Sukut Construction v. Rimrock CA LLC (Cal. Ct. App. - Sept. 30, 2011)
Thoughts on recent Ninth Circuit and California appellate cases from Professor Shaun Martin at the University of San Diego School of Law.
California Appellate Report
October 20, 2011
A strip mine apparently isn't a mine.
This according to an opinion that -- perhaps deliberately -- nowhere uses the term "strip mine." Preferring instead to call the property here a quarry. Because holding that a strip mine isn't a mine would seem even more counterintuitive. (The terms are essentially synonyms, though often suggest what types of rock/minerals are sought from the mine. Quarries often yield building rocks/gravel and dimension stones, whereas strip mines often yield coal, copper, etc.)

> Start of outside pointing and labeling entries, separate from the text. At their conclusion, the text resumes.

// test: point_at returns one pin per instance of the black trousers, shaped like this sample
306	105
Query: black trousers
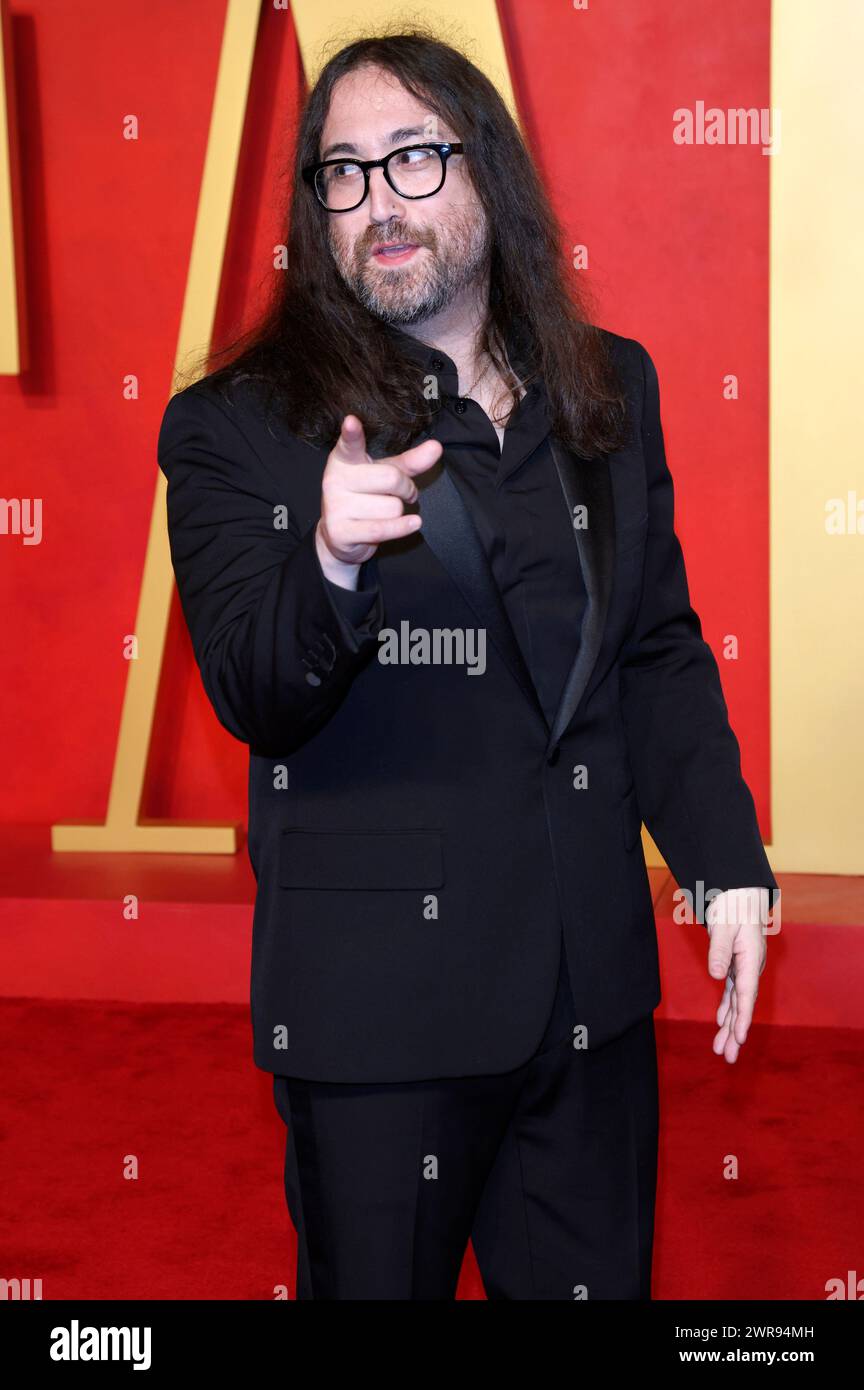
550	1171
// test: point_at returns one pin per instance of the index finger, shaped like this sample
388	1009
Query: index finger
350	445
746	988
420	458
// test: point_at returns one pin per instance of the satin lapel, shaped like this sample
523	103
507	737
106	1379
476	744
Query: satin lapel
452	537
586	483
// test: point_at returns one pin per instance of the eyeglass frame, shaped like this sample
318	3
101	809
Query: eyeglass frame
443	149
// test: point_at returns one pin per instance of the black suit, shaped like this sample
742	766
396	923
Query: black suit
450	873
377	786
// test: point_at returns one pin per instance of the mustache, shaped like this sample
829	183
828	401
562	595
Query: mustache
393	232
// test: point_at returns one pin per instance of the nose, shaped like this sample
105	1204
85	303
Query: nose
384	200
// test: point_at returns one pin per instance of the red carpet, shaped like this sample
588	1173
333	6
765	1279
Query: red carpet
174	1086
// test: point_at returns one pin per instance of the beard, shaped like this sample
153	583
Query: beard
457	256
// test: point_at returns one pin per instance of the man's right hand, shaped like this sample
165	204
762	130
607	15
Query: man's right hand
363	501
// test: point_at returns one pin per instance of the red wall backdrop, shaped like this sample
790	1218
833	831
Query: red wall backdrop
678	242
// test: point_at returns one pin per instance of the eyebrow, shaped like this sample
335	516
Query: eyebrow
404	132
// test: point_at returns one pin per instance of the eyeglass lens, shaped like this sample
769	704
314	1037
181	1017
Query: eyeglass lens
414	173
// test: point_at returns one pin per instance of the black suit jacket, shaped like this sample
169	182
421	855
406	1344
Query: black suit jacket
418	834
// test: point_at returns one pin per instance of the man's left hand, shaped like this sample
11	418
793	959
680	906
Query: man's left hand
736	920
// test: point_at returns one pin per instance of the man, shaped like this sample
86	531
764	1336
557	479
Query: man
422	535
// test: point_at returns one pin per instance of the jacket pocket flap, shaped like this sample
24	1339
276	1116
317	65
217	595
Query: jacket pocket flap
361	859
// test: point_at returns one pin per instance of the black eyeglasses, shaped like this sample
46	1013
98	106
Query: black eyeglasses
411	171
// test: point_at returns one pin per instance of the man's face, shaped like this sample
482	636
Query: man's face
446	234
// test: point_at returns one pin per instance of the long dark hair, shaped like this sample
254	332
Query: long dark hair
321	355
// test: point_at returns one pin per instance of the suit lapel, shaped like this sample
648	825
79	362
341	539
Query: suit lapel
452	537
586	483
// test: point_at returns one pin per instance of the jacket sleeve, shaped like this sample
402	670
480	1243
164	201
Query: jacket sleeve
275	649
684	754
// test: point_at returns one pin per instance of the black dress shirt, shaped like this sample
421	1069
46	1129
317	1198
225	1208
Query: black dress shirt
514	496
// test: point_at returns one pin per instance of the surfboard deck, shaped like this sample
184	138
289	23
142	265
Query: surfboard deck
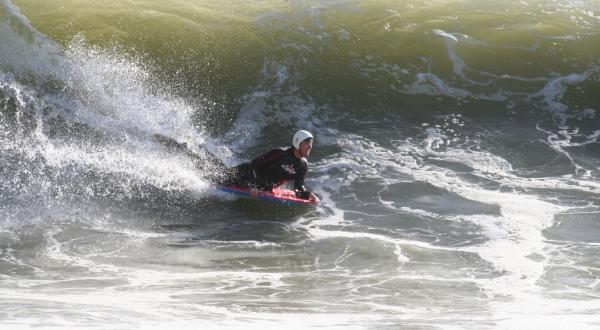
278	195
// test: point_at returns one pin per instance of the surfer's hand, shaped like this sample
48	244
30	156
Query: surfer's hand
313	198
253	193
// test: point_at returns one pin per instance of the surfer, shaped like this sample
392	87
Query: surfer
265	172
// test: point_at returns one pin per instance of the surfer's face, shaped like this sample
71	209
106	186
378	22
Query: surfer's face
305	147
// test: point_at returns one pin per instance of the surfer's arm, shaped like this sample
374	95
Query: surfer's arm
301	191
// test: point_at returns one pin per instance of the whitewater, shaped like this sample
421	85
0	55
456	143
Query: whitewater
456	154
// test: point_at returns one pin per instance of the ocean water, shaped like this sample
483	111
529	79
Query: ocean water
457	155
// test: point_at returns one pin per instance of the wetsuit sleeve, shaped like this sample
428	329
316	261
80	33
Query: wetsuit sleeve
301	192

Notwithstanding how we use these terms, I might think that the Court of Appeal's decision made sense if the quarry/strip mine at issue here was just dredging out sand or landfill or the like. But when you're deliberately taking out certain types of rocks -- i.e., granite, pebbles, etc. -- it seems to me that it's a mine. Even without an opinion of the Attorney General that, as here, suggests that a quarry is indeed a mine. Something that's entitled to deference.
It's admittedly an issue that involves contextual statutory interpretation. But if it looks like a mine, gets rocks like a mine, sounds like a mine, and uses explosives like a mine, then it's probably a mine.